Rival Honduran Gangs in Truce to End Spiral of Violence

Barbed wire on top of prison gate


In Honduras, masked members of the “Calle 18” and “Mara Salvatrucha” gangs recently made separate announcements from within San Pedro Sula prison in northern Honduras, which houses the country’s most violent criminals. They were following the example set by similar gangs in El Salvador.
“Today we’re agreeing to zero crimes, zero violence on the streets,” the member of the Mara Salvatrucha gang said of the nationwide ceasefire. “Both inside and outside, the boys know what we’re talking about.”
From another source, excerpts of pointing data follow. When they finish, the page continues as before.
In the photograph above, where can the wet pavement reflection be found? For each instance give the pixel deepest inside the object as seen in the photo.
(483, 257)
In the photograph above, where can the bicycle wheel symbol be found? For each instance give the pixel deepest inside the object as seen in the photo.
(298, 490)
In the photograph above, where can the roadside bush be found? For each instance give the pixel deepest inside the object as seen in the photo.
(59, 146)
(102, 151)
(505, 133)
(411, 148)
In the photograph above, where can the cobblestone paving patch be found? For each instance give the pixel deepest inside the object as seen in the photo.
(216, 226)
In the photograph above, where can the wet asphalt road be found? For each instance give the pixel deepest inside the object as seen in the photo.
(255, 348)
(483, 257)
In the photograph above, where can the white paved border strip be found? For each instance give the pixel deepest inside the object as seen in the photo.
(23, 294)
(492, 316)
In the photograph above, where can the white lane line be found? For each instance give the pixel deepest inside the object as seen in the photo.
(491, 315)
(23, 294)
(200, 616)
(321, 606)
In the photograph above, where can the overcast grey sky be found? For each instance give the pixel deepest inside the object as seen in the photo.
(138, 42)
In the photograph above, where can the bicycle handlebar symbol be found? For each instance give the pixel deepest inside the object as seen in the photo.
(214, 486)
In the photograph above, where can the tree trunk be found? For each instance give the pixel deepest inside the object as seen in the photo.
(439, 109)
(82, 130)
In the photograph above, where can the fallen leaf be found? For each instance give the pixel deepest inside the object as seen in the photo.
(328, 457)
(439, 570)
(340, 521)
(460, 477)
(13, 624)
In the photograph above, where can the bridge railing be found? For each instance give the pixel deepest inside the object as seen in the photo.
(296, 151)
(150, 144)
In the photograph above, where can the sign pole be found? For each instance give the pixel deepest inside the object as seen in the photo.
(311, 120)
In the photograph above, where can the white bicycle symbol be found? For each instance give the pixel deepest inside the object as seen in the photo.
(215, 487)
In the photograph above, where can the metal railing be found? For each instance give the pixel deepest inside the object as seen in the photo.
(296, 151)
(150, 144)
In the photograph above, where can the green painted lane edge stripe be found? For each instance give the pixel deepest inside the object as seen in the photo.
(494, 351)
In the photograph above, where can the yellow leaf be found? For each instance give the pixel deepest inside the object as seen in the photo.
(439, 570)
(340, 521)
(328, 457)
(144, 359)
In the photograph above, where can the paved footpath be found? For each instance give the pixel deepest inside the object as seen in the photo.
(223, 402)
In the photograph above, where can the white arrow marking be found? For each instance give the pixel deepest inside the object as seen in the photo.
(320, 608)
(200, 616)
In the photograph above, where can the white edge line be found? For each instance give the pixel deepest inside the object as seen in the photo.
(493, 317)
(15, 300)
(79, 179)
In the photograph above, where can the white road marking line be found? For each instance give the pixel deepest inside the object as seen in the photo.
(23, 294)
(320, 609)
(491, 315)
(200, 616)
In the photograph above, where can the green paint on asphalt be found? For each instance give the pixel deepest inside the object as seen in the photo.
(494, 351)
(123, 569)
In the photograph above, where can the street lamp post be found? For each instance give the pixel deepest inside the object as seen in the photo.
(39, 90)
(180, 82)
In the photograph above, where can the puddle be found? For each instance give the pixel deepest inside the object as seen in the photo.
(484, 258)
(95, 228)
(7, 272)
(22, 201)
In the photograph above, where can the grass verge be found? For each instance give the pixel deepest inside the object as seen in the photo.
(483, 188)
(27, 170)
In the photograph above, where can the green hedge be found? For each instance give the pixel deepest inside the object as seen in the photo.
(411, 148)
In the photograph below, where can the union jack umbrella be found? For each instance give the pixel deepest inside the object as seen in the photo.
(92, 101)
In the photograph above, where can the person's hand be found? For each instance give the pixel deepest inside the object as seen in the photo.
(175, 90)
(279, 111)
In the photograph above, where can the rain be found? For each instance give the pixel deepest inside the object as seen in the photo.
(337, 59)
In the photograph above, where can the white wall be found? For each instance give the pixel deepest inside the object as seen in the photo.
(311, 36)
“We want change; from now on comes the positive,” he added. When he spoke he was flanked by Romulo Emiliani, the bishop of San Pedro Sula, and Adam Blackwell, Secretary for Multidimensional Security at the Organization of American States, who brokered a similar deal in El Salvador between the two most violent gangs there.
Both gang members said they were keen to end the cycle of violence, but also demanded help from the government to find work and to be forgiven once they come out of prison.
Honduras has the highest murder rate in the world, according to the United Nations, with 87 killings per 100,000. San Pedro Sula, the country’s second city and industrial hub, is the world’s most murderous city. In December 2009, the head of the government’s drug control office was shot dead by suspected cartel hitmen in the Honduran capital, Tegucigalpa. The country’s top anti-money laundering official was murdered in April.
Honduran President Porfirio Lobo gave his blessing to Emiliani’s efforts to broker peace between the gangs, but said the government would ensure the law is upheld if peace falters.
“The state will keep strengthening its criminal investigations in order to impose order,” he said.
Bishop Emiliani has a history of trying to negotiate peace between the cartels in San Pedro Sula and its anarchic prison and has arranged social rehabilitation programs for former members.
“This is the beginning of something new, but it’s not the end,” he told Reuters. “This is a covenant between the gangs and Honduran society.”
Last year El Salvador’s two largest street gangs, which go by the same names as their Honduran counterparts but have independent leadership structures, signed a pioneering truce that cut the country’s murder rate by half in just four months.